When pursuing occupations of common-right, and not government employment, the people have made no oath or affirmation supporting any constitution, and thus are not subject to any constitutional jurisdictions.
Since WE THE PEOPLE are not subject to any such constitutional jurisdictions, we are also not subject to any enactments or statutes made by our servants in any constitutionally created legislature.
Since we are not subject to any constitutional jurisdictions, we are also not subject to any jurisdiction presumed by any constitutionally created executive branch of government.
Since we are not subject to any constitutional jurisdictions, we are also not subject to any jurisdiction presumed by any constitutionally created judiciary.
In the complete absence of any lawful and verified oath or affirmation made by an individual, to support any constitution; or in the complete absence of proving a higher title to that property known and described as the individual, In Personam Jurisdiction does not exist.

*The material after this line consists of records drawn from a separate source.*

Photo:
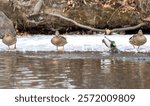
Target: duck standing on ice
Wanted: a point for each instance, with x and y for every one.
(110, 44)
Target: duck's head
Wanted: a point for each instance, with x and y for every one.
(112, 44)
(7, 34)
(57, 33)
(140, 32)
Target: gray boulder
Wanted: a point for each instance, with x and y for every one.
(6, 25)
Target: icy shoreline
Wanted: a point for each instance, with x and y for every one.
(75, 43)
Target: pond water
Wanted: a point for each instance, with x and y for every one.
(86, 64)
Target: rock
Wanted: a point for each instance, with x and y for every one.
(6, 25)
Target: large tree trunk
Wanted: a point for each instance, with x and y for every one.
(33, 15)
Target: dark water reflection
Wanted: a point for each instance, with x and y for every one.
(73, 70)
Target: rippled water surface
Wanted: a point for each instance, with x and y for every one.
(74, 70)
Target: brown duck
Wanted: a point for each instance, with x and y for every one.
(9, 40)
(58, 40)
(138, 39)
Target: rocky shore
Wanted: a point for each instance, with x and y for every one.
(73, 16)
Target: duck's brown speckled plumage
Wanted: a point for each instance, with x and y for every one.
(138, 39)
(58, 40)
(9, 40)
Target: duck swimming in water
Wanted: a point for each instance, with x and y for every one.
(138, 39)
(9, 40)
(58, 40)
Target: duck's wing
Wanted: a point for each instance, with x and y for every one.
(106, 42)
(133, 37)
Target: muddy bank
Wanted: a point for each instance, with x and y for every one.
(33, 15)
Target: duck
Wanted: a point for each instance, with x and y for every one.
(59, 41)
(138, 39)
(110, 44)
(9, 40)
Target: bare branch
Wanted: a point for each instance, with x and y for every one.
(76, 23)
(129, 28)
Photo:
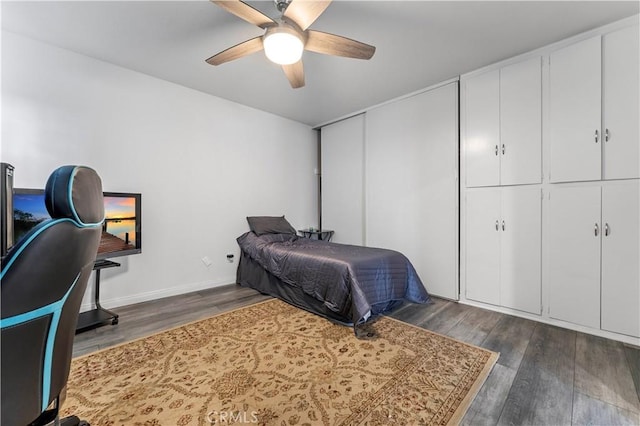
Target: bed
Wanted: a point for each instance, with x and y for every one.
(345, 283)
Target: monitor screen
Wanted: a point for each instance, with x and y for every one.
(121, 229)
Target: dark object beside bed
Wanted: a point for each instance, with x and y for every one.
(347, 284)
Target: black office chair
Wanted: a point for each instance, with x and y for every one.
(42, 281)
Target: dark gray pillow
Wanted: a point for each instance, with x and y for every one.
(261, 225)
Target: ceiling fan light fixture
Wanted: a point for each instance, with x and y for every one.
(283, 45)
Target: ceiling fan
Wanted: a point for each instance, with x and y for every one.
(285, 39)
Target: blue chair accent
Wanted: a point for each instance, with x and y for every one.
(42, 281)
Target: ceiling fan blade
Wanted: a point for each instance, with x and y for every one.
(238, 51)
(305, 12)
(331, 44)
(246, 12)
(295, 74)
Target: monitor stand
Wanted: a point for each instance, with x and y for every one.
(99, 316)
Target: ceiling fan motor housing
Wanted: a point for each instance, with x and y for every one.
(282, 5)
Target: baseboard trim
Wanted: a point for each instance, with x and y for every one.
(158, 294)
(558, 323)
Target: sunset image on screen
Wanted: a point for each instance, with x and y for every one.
(119, 228)
(119, 208)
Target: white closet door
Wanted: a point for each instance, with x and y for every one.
(482, 260)
(620, 103)
(521, 123)
(520, 249)
(411, 184)
(342, 152)
(574, 255)
(621, 258)
(482, 129)
(574, 110)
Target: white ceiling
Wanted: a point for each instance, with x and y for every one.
(419, 43)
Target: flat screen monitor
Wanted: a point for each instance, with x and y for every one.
(121, 229)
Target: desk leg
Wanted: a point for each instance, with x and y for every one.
(96, 300)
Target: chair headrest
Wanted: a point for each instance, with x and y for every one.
(75, 192)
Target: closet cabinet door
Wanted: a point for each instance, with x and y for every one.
(411, 183)
(482, 129)
(574, 255)
(483, 245)
(620, 104)
(521, 123)
(520, 249)
(575, 137)
(621, 258)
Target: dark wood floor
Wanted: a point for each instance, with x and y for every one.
(545, 375)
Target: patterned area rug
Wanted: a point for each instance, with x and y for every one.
(274, 364)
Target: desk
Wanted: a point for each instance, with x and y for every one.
(324, 234)
(99, 316)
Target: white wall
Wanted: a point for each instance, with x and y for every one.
(343, 180)
(201, 163)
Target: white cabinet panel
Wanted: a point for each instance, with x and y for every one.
(621, 258)
(574, 111)
(482, 129)
(482, 263)
(342, 153)
(521, 122)
(520, 249)
(620, 104)
(574, 254)
(411, 159)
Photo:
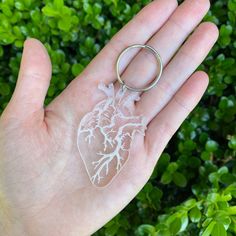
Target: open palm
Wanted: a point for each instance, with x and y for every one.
(44, 186)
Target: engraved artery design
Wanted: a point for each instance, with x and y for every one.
(106, 133)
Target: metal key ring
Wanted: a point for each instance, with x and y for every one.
(159, 62)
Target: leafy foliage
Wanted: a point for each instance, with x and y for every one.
(193, 188)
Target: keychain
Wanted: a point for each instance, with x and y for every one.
(105, 134)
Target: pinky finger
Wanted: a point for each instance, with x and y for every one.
(166, 123)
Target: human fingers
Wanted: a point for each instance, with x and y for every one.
(166, 41)
(185, 62)
(33, 81)
(165, 124)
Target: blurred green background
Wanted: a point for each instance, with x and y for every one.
(193, 188)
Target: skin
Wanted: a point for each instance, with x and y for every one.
(44, 187)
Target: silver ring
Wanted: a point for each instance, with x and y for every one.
(159, 62)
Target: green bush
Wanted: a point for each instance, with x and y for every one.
(193, 188)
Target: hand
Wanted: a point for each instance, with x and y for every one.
(44, 186)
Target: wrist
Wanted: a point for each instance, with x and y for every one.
(9, 222)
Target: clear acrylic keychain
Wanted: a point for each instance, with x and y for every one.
(105, 134)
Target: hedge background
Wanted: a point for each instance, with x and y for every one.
(193, 188)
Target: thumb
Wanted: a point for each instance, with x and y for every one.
(33, 80)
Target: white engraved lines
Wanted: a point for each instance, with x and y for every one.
(105, 134)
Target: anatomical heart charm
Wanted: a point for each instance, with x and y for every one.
(106, 133)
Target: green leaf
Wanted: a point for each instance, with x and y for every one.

In the complete absence in court of proving a lawful and voluntary –CONTRACT– made by such a non-participant, pledging themself and/or their property-rights to certain statutory specified performance, Subject Matter Jurisdiction over them does not exist.
In the complete absence of any lawful and verified complaint made against such non-participant, wherein a human injured party claims a damage, no criminal jurisdictions exist.
In the complete absence of proving the existence of either In Personam or Subject Matter Jurisdiction, governmental jurisdiction over the human flesh and blood individual does not exist.
For many people, this concept that the American governments both federal and state have no capacity to promulgate laws and rules to be enforced upon the “We the People” (whether as a whole or as an individual) and can not be binding upon the people is contrary to their general understanding of how our system works. They will say; “If government has no authority over an individual, how then will all individuals be held to account for their wrongs?” and/or “Quite honestly, it would be absurd to have laws that no one is subject to.”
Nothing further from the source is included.